The Go 1.20 errors.Join primitive (released 2023) was the obvious fix for (1); the audit deferred adopting it during the original scaffold to keep the merge-train rolling. This ADR retires that debt.
Decision¶
We will use errors.Join for every multi-step cleanup path in fork-original Go code where a primary error and a cleanup error can both arise. The pattern is:
errs := []error{primary}
if cleanupErr := cleanup(); cleanupErr != nil {
errs = append(errs, fmt.Errorf("cleanup: %w", cleanupErr))
}
return errors.Join(errs...)
We will standardise the slog error-attribute key as "error" across every Go file in cmd/ and pkg/. The "err" shorthand is retired.

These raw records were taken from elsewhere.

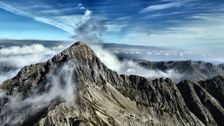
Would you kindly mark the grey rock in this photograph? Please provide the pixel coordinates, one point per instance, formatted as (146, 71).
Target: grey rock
(103, 97)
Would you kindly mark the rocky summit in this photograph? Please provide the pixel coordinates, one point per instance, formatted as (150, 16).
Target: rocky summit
(75, 88)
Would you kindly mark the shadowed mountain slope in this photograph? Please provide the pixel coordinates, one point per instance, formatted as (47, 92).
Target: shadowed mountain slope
(75, 88)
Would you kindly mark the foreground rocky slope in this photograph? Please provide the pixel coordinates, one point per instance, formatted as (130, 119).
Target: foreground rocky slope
(75, 88)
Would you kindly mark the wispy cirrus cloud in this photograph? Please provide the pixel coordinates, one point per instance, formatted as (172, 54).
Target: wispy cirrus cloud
(163, 6)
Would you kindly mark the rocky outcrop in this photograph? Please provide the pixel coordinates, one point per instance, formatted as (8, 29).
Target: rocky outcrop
(75, 88)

errors.Is(err, os.ErrNotExist) is the canonical guard for cleanup removes — a file that already does not exist is not a cleanup failure and should not pollute the joined error.
Alternatives considered¶
| Option | Pros | Cons | Why not chosen |
|---|---|---|---|
errors.Join (chosen) | Stdlib since Go 1.20; multi-error tree visible via errors.Unwrap() []error; integrates with errors.Is/As traversal; zero new dependency | Joined errors render as newline-separated by default — log aggregators must split on \n to fan out | Best stdlib-native ergonomics; matches the Phase 4b "use Go 1.25 features" direction |
hashicorp/go-multierror | Well-known API; .Errors field; predates stdlib | Adds a runtime dependency for a stdlib-resolved problem; SBOM bloat; errors.Is/As semantics differ subtly | No — stdlib is sufficient |
uber-go/multierr | Used by zap; mature | Same dependency-bloat objection; tied to zap's ecosystem (we use slog) | No — same reason |
Continue logging secondary errors via slog.Warn without returning them | Zero diff; keeps existing call signatures | Caller cannot programmatically branch on the cleanup outcome; operator must correlate logs across goroutines to recognise a leak; the original audit-finding stays unresolved | No — this is the status quo being retired |
Wrap secondary errors via fmt.Errorf("%w; cleanup: %v", primary, secondary) | One return value; backward compatible | Loses the structured errors.Is/As walk for the secondary error; %v discards the wrap chain | No — errors.Join solves this properly |
Consequences¶
- Positive: Cleanup failures (disk leak, dead mount, orphaned subprocess, db handle leak on init failure) are surfaced to the caller rather than silently dropped. Operators get the full multi-error tree via
errors.Unwrap() []error.slogdashboards now key off a single canonical"error"attribute across every Go file in scope. - Negative: Joined errors render as multi-line strings by default. Pretty-printers in the dev-mcp log stack need to handle the
\nsplitter when they want to render each error as its own row. - Neutral / follow-ups: Additional
fmt.Errorfcall sites identified in the audit (pkg/libvmaf/libvmaf.gotmpOut.Close(),cmd/vmafx-controller/main.godefer scorer.Close(),cmd/vmafx-server/main.godefer scorer.Close(),cmd/vmafx-mcp/impl.goPython-shell error map) are out of scope for this ADR — they discard errors at process-exit time where the joined return value would have nowhere to go. A follow-up ADR may revisit these once a graceful-shutdown contract lands.
References¶
- Go 1.20 release notes —
errors.Join: https://go.dev/doc/go1.20#errors - ADR-0711 — Phase 4b.1 controller scope expansion
- ADR-0713 — Phase 4b vmafx-node Go worker
- ADR-0719 — vmafx-node rclone integration (storage cleanup paths)
- Source: paraphrased per user direction — the modernization audit called out the first-error-wins pattern in bisect/ladder/node-executor pipelines as the highest-value Go cleanup target and asked for an
errors.Joinsweep plusslogkey standardisation.